The 10-Hour Work Week
Renowned economist John Keynes in 1930 predicted his grandkids would work just 2 days a week thanks to the rate of productivity growth and automation. The average American worker's productivity has indeed increased by 430% since 1950.
Therefore, it should take either less than 10 hours per week to afford the same living standards as someone in 1950, or our standard of living should be 4x higher.
Obviously, this isn't our reality. Keynes might have even considered our present a dystopian outcome.
I wrote a deep dive article explaining how this came to be, but the TLDR is that it's not a technology problem, it's a human and systems problem - a combination of our insatiable personal demand for more stuff plus inequitable wealth distribution.
The nature of the solution must match that of the problem. Therefore, the solution does not lie in our advances, but rather within ourselves. Since it's a human problem, we don't need to look to AI to solve it. I turn to the ancients instead.

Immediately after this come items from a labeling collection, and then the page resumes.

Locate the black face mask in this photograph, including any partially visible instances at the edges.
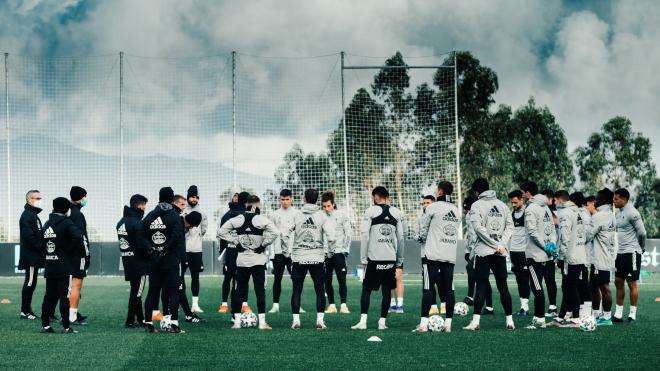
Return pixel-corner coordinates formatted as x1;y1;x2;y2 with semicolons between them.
437;195;451;202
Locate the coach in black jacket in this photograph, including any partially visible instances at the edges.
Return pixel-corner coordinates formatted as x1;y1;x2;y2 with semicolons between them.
69;186;90;325
117;195;150;328
142;187;186;332
18;190;45;320
41;197;85;333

Aristotle had a good answer as he saw leisure as the “The goal of all human behavior, the end toward which all action is directed.” But his definition of leisure wasn’t about relaxation or fun, but rather becoming “a complete, well-rounded human being”.
In other words, free time is used to develop our minds and character, of discovering and doing things that bring us lasting fulfillment - perhaps even informed and accountable members of society.
Our current work and cultural paradigm forces us in the opposite direction. To the extent that even our minuscule leisure time is used to recuperate through distraction and work disguised as vacation.
So if our AI advances will have any chance of saving us from a dystopian outcome, then we need to work towards building systems that actually give us back our time.
And in order to do that, we must have a handle on ourselves first.
The Stoic philosopher Seneca said “It is first to have what is necessary and second to have what is enough.” Because if we don’t know what’s enough, we’ll always feel poor and miserable. It's this very discontentment that drives much of our need to work more, make more, and consume more.
The change is in our own hands, but that's also the hard part.